California law addresses this directly. California Insurance Code §790.03(h) lists unfair claims settlement practices by insurers, including:
- Failing to acknowledge and act upon communications regarding claims within a reasonable time
- Failing to affirm or deny coverage within a reasonable time
- Not attempting fair and equitable settlement when liability is clear
Additionally, California Code of Regulations, Title 10, §2695.7 generally requires insurers to accept or deny a claim within 40 days of receiving proof of claim, unless there is a legitimate reason for additional investigation.
If your claim is being unreasonably delayed, it may constitute a violation of law, and it may be an appropriate time to involve an attorney.
How to Protect Yourself
Now that you understand common adjuster tactics, here are practical steps to protect yourself:
1. Document Everything in Writing
- Communicate with the insurance company in writing (email or letter) whenever possible
- Keep a log of all phone calls with dates, times, and a summary of what was discussed
- Save all documents related to the accident, including medical bills, repair estimates, and proof of lost wages
2. Do Not Sign Anything Without Legal Review
- Do not sign a release, recorded statement consent, or blanket medical authorization unless you fully understand its contents and legal consequences
- If an adjuster pressures you to sign quickly, that is often a warning sign
3. Know Your Rights Under California Law
- You have the right to decline a recorded statement to the other party’s insurer
- You have the right to limit the scope of a medical authorization
- California Insurance Code §790.03 protects you from unfair claims practices
- The statute of limitations for most personal injury cases is two years (CCP §335.1), but do not wait until the last moment
4. Consider Consulting an Attorney Before Engaging with the Adjuster
- An attorney can help you understand whether the insurer’s offer is reasonable
- An attorney can communicate with the adjuster on your behalf, preventing you from saying anything that could harm your interests
- Most personal injury attorneys offer free consultations and work on a contingency fee basis — you do not need to pay upfront
Studies and industry data suggest that represented claimants in many cases recover higher net compensation even after attorney fees are deducted. While every case is different, this trend is worth considering.
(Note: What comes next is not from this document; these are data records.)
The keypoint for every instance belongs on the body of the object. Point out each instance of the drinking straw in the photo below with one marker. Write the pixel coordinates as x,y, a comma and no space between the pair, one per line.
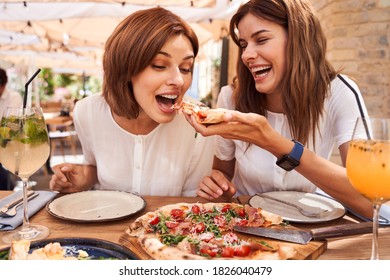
26,87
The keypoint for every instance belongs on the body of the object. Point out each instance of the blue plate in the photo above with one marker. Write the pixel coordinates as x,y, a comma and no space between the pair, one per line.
97,249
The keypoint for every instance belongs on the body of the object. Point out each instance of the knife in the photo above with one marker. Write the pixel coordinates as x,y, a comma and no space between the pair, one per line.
304,236
5,208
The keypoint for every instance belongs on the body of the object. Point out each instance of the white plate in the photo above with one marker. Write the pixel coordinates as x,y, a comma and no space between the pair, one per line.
307,201
95,206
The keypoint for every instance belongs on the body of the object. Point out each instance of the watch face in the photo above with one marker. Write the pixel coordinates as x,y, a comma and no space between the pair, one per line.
287,163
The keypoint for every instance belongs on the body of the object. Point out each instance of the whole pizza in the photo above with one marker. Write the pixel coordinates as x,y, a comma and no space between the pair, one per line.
199,231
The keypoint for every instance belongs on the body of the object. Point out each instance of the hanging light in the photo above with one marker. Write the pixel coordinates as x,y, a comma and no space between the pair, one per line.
65,38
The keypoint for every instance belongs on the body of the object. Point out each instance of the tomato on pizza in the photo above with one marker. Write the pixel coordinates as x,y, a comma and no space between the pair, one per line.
204,231
203,114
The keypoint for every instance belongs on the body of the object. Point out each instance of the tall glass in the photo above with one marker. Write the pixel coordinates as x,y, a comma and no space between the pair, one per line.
368,166
24,148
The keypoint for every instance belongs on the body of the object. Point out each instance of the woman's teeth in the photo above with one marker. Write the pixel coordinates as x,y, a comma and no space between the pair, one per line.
261,71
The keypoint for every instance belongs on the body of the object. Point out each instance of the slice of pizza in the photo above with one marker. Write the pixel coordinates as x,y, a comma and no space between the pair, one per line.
203,114
204,231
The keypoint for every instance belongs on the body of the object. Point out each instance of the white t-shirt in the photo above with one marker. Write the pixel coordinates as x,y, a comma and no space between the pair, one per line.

Frequently Asked Questions
Am I required to give a recorded statement?
Generally, you are not required to give a recorded statement to the other driver’s insurance company. Your own insurer’s policy may require cooperation, but consult an attorney about the scope.
What if the adjuster says my claim is worth very little?
Adjusters’ initial valuations are often below fair value. Damages in California can include medical expenses, lost wages, pain and suffering, and future care costs (Civil Code §3333).
Can I negotiate with the insurance company myself?
You have the right to handle your own claim. However, studies and industry data suggest that represented claimants often recover more even after attorney fees.
What is California’s unfair claims practices law?
California Insurance Code §790.03 prohibits certain unfair or deceptive practices by insurers, including misrepresenting policy provisions, failing to acknowledge claims promptly, and not attempting fair settlement when liability is clear.
Disclaimer
This article is for informational purposes only and does not constitute legal advice. Every case is unique. Consult a licensed attorney for advice specific to your situation. Content is based on California law as of the date of publication and may change.